Moon_and_sun
──数日後。


大きく開けた口の中を興味津々に覗き込んで、綾は少し残念そうに首を傾げた。

「牙…ないよ?」

綾は口を閉じた高瀬を見上げる。
残念だったな、と綾の頭を撫でながら高瀬は美波を横目で見る。
二人を離れて見ていた美波は両手で顔を覆っている。

「隠してるの。
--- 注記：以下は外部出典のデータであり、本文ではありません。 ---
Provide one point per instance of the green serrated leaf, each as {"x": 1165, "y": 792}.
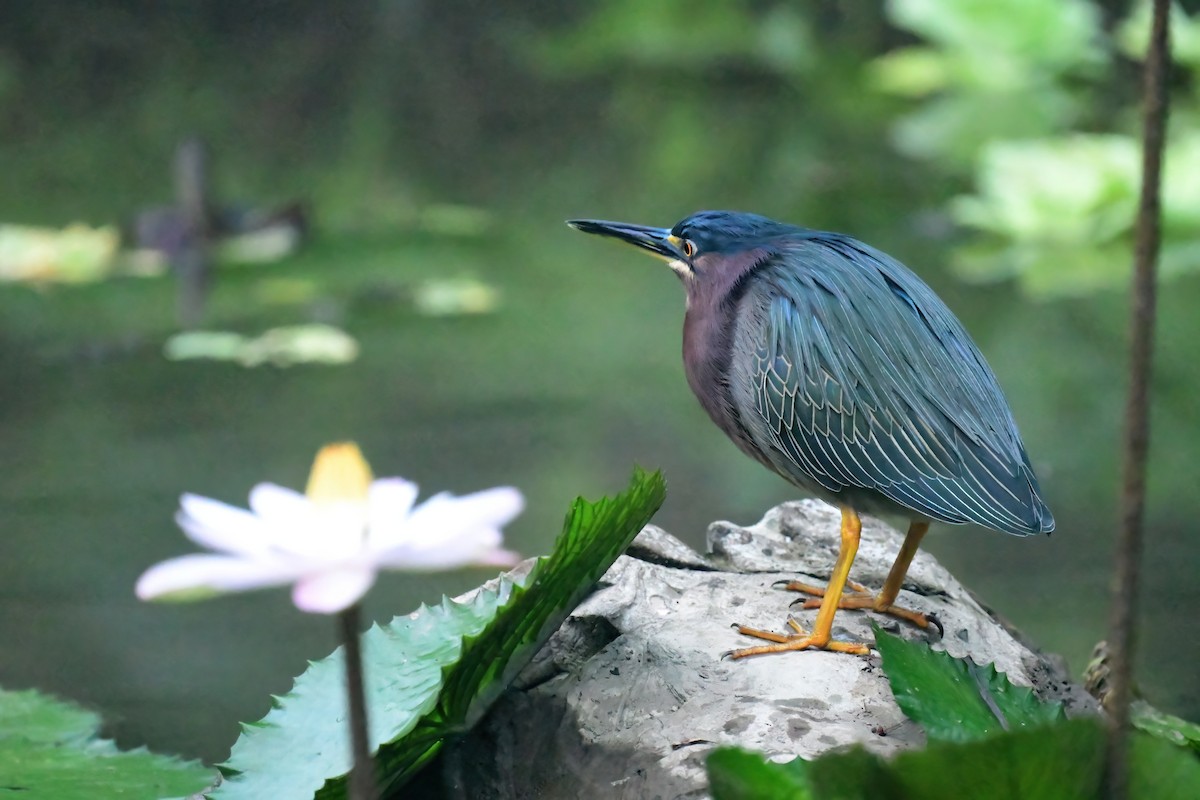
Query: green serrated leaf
{"x": 1165, "y": 726}
{"x": 736, "y": 774}
{"x": 435, "y": 672}
{"x": 955, "y": 699}
{"x": 1059, "y": 762}
{"x": 48, "y": 749}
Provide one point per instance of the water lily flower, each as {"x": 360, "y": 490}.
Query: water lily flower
{"x": 334, "y": 539}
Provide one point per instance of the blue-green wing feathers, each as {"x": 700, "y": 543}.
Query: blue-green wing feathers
{"x": 863, "y": 379}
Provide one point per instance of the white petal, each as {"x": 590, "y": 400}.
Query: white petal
{"x": 442, "y": 518}
{"x": 277, "y": 504}
{"x": 328, "y": 593}
{"x": 220, "y": 527}
{"x": 479, "y": 547}
{"x": 213, "y": 573}
{"x": 389, "y": 501}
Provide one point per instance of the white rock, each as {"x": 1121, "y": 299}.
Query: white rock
{"x": 631, "y": 693}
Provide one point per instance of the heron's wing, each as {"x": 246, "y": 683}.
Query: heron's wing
{"x": 864, "y": 378}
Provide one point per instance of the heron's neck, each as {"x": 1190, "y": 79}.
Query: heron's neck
{"x": 708, "y": 330}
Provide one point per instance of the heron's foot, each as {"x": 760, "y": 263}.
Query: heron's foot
{"x": 862, "y": 597}
{"x": 799, "y": 639}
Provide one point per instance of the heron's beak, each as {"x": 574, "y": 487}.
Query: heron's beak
{"x": 658, "y": 241}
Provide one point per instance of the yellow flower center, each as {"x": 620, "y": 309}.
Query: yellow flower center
{"x": 340, "y": 474}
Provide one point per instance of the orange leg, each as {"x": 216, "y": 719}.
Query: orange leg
{"x": 820, "y": 637}
{"x": 881, "y": 602}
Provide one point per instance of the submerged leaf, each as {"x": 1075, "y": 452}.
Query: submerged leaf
{"x": 1059, "y": 762}
{"x": 435, "y": 672}
{"x": 736, "y": 774}
{"x": 48, "y": 749}
{"x": 955, "y": 699}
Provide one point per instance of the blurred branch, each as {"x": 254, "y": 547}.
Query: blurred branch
{"x": 1133, "y": 494}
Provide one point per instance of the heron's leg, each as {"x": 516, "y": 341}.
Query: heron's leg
{"x": 820, "y": 637}
{"x": 881, "y": 602}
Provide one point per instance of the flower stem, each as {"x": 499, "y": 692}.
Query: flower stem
{"x": 363, "y": 780}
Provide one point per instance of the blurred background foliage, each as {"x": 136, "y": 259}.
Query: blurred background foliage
{"x": 988, "y": 144}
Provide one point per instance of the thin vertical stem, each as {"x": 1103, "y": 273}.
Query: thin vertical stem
{"x": 1137, "y": 439}
{"x": 363, "y": 780}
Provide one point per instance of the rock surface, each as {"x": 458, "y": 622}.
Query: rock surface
{"x": 631, "y": 693}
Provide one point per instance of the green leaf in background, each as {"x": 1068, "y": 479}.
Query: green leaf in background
{"x": 955, "y": 699}
{"x": 1057, "y": 214}
{"x": 49, "y": 750}
{"x": 435, "y": 672}
{"x": 1060, "y": 762}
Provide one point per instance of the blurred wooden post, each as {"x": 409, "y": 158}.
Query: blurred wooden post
{"x": 1137, "y": 439}
{"x": 192, "y": 262}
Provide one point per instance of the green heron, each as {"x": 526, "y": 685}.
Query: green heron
{"x": 835, "y": 366}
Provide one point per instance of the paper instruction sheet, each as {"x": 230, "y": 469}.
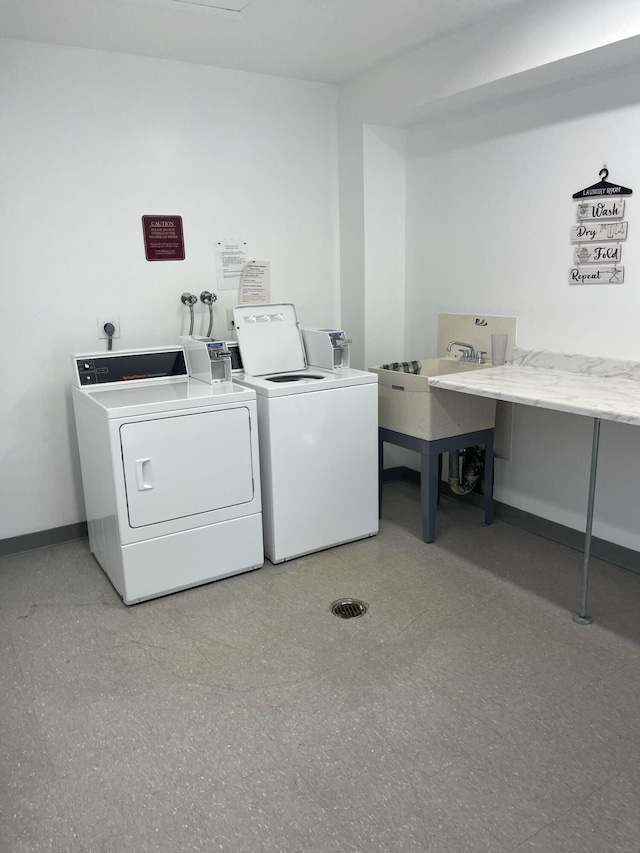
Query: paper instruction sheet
{"x": 255, "y": 284}
{"x": 231, "y": 258}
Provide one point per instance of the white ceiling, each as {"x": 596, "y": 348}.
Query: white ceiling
{"x": 324, "y": 40}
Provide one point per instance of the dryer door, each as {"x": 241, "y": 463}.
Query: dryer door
{"x": 180, "y": 466}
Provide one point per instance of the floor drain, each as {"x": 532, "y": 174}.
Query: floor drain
{"x": 349, "y": 608}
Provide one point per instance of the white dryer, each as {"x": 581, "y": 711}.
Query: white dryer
{"x": 318, "y": 432}
{"x": 170, "y": 471}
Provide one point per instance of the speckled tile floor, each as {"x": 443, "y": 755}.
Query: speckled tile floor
{"x": 465, "y": 712}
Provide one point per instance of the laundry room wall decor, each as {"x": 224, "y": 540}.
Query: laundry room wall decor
{"x": 599, "y": 233}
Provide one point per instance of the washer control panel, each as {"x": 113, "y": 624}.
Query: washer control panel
{"x": 127, "y": 366}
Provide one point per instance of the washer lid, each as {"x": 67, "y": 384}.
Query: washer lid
{"x": 269, "y": 338}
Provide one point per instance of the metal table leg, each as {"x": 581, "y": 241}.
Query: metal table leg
{"x": 582, "y": 618}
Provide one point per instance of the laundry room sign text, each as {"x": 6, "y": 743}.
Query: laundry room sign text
{"x": 597, "y": 275}
{"x": 599, "y": 233}
{"x": 591, "y": 231}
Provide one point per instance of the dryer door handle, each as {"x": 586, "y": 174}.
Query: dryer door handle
{"x": 143, "y": 474}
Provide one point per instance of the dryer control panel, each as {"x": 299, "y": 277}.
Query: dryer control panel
{"x": 129, "y": 365}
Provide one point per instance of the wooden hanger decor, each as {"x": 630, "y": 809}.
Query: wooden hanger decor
{"x": 602, "y": 188}
{"x": 597, "y": 238}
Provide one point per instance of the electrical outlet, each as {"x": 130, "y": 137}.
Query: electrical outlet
{"x": 102, "y": 321}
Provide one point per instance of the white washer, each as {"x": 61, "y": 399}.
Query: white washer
{"x": 170, "y": 472}
{"x": 318, "y": 432}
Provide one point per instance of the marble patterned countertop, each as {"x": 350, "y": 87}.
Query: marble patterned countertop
{"x": 584, "y": 385}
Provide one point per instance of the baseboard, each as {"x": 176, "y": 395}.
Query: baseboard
{"x": 602, "y": 549}
{"x": 43, "y": 538}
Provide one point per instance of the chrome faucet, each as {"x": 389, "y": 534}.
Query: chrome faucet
{"x": 468, "y": 352}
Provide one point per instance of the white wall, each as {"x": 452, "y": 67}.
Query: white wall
{"x": 91, "y": 142}
{"x": 488, "y": 221}
{"x": 384, "y": 176}
{"x": 523, "y": 110}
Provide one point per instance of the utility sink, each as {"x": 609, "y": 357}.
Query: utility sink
{"x": 407, "y": 404}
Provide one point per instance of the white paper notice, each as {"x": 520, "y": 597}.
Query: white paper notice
{"x": 231, "y": 258}
{"x": 256, "y": 282}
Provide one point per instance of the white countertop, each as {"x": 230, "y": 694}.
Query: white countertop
{"x": 583, "y": 385}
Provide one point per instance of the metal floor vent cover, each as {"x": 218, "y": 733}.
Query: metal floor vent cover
{"x": 349, "y": 608}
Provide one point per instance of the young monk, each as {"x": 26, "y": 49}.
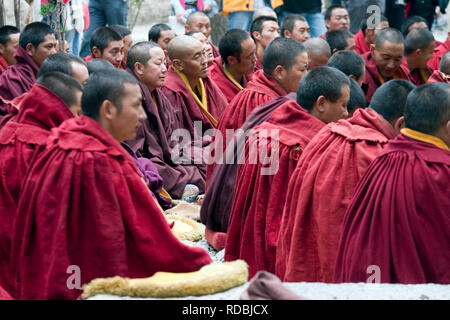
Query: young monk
{"x": 54, "y": 98}
{"x": 419, "y": 47}
{"x": 260, "y": 196}
{"x": 384, "y": 61}
{"x": 237, "y": 61}
{"x": 146, "y": 62}
{"x": 188, "y": 88}
{"x": 396, "y": 224}
{"x": 85, "y": 205}
{"x": 324, "y": 180}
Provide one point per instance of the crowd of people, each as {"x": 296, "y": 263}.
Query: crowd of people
{"x": 326, "y": 154}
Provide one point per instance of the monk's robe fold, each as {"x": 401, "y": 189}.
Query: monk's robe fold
{"x": 438, "y": 52}
{"x": 153, "y": 141}
{"x": 361, "y": 46}
{"x": 84, "y": 204}
{"x": 20, "y": 141}
{"x": 229, "y": 86}
{"x": 192, "y": 107}
{"x": 398, "y": 218}
{"x": 373, "y": 80}
{"x": 259, "y": 198}
{"x": 320, "y": 191}
{"x": 438, "y": 76}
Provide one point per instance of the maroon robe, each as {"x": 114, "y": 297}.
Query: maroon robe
{"x": 84, "y": 204}
{"x": 398, "y": 219}
{"x": 259, "y": 199}
{"x": 372, "y": 78}
{"x": 228, "y": 88}
{"x": 20, "y": 142}
{"x": 153, "y": 141}
{"x": 216, "y": 206}
{"x": 319, "y": 193}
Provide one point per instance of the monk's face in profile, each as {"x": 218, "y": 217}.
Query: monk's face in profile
{"x": 123, "y": 123}
{"x": 8, "y": 50}
{"x": 290, "y": 79}
{"x": 112, "y": 53}
{"x": 388, "y": 57}
{"x": 164, "y": 38}
{"x": 43, "y": 50}
{"x": 155, "y": 70}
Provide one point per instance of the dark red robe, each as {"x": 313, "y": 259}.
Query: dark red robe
{"x": 321, "y": 188}
{"x": 259, "y": 199}
{"x": 85, "y": 205}
{"x": 216, "y": 206}
{"x": 228, "y": 88}
{"x": 398, "y": 218}
{"x": 372, "y": 78}
{"x": 20, "y": 142}
{"x": 153, "y": 141}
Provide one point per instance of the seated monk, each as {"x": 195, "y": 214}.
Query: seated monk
{"x": 107, "y": 44}
{"x": 260, "y": 194}
{"x": 419, "y": 47}
{"x": 397, "y": 221}
{"x": 237, "y": 61}
{"x": 37, "y": 41}
{"x": 146, "y": 62}
{"x": 324, "y": 180}
{"x": 84, "y": 191}
{"x": 384, "y": 61}
{"x": 443, "y": 74}
{"x": 350, "y": 63}
{"x": 54, "y": 98}
{"x": 194, "y": 96}
{"x": 319, "y": 52}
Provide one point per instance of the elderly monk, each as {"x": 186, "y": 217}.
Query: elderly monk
{"x": 263, "y": 30}
{"x": 237, "y": 61}
{"x": 443, "y": 74}
{"x": 319, "y": 52}
{"x": 146, "y": 61}
{"x": 9, "y": 43}
{"x": 384, "y": 61}
{"x": 193, "y": 95}
{"x": 397, "y": 222}
{"x": 54, "y": 98}
{"x": 260, "y": 194}
{"x": 107, "y": 44}
{"x": 84, "y": 203}
{"x": 295, "y": 26}
{"x": 37, "y": 41}
{"x": 324, "y": 180}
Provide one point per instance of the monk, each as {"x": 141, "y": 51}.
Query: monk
{"x": 443, "y": 74}
{"x": 324, "y": 180}
{"x": 199, "y": 21}
{"x": 85, "y": 207}
{"x": 419, "y": 47}
{"x": 384, "y": 61}
{"x": 54, "y": 98}
{"x": 350, "y": 63}
{"x": 366, "y": 35}
{"x": 260, "y": 194}
{"x": 263, "y": 30}
{"x": 319, "y": 52}
{"x": 237, "y": 61}
{"x": 187, "y": 87}
{"x": 9, "y": 43}
{"x": 146, "y": 62}
{"x": 106, "y": 44}
{"x": 396, "y": 224}
{"x": 37, "y": 42}
{"x": 296, "y": 27}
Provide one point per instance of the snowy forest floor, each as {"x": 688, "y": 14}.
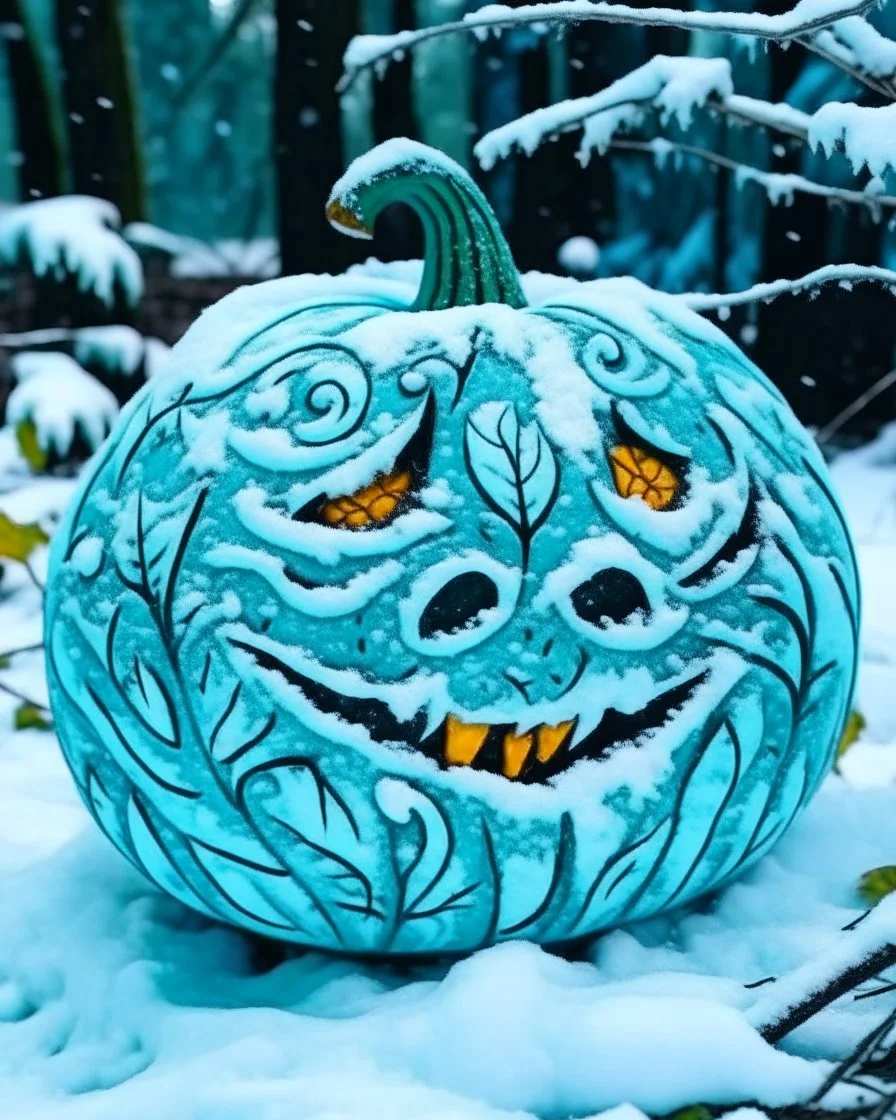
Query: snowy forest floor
{"x": 117, "y": 1002}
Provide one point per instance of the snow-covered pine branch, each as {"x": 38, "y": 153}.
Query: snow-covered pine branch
{"x": 75, "y": 235}
{"x": 61, "y": 400}
{"x": 805, "y": 18}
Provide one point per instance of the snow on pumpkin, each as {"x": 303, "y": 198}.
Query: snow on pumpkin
{"x": 421, "y": 619}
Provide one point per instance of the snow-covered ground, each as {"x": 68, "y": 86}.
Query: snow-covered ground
{"x": 117, "y": 1002}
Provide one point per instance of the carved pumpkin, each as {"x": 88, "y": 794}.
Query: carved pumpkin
{"x": 401, "y": 625}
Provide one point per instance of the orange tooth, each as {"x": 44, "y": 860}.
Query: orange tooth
{"x": 463, "y": 742}
{"x": 551, "y": 739}
{"x": 516, "y": 748}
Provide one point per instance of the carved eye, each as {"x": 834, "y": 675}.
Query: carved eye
{"x": 373, "y": 505}
{"x": 640, "y": 473}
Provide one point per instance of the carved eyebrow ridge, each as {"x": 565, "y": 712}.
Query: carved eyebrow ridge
{"x": 742, "y": 538}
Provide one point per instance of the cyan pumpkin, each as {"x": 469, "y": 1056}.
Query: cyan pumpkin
{"x": 402, "y": 623}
…美波さん、笑いすぎ」

「太陽の光に当たっても灰にならないし、十字架も平気だし…」

ほら、と首に光る小さな銀色の十字架がついたペンダントを持ち上げてみせる。

「そんなオモチャじゃ役に立たない…てか、お前、それが効いたらどうすんだよ」

「悪霊退散!」

「幽霊じゃないし…」

楽しそうに笑いながら、綾は膝に乗せた分厚いハードカバーの本を開く。
じゃあ次は…、と呟きながらページをめくる。
げんなりしながら高瀬は本に目を向けたままの綾を見る。

「よくそんなオカルト本見つけてきたな…」

「ん?学校の図書館にあったの」

「変な大学…」

「民話とか伝承とか研究してる教授がいて…あ、これは?棺桶の中で眠る」

「…悪趣味」

「じゃあ…鏡に映らない」

「ちゃんと映るし」

「痩せてて肌の色が青白い」

「不健康な人間でも当てはまるだろ?」

「黒いマントを身に纏って…」

「…おい」

いつの時代の吸血鬼だよ…と逆に高瀬に問い返されて、そうだねと笑いながら綾は顔を上げる。

「ん~…じゃあ、コウモリや狼などの動物を操る」

「それはこの前見ただろ?」

「この前…?」

身に覚えがないと綾は首を傾げる。
高瀬はコーヒーを飲みながら、あの時だよと促す。

「お前が痴漢に襲われそうになったとき」

「…あの、黒い鳥みたいな…?」

「そうそれ。あれが、蝙蝠」

「コウモリ…」

好奇心を抑えきれない視線を向けられて、高瀬は大きくため息をつく。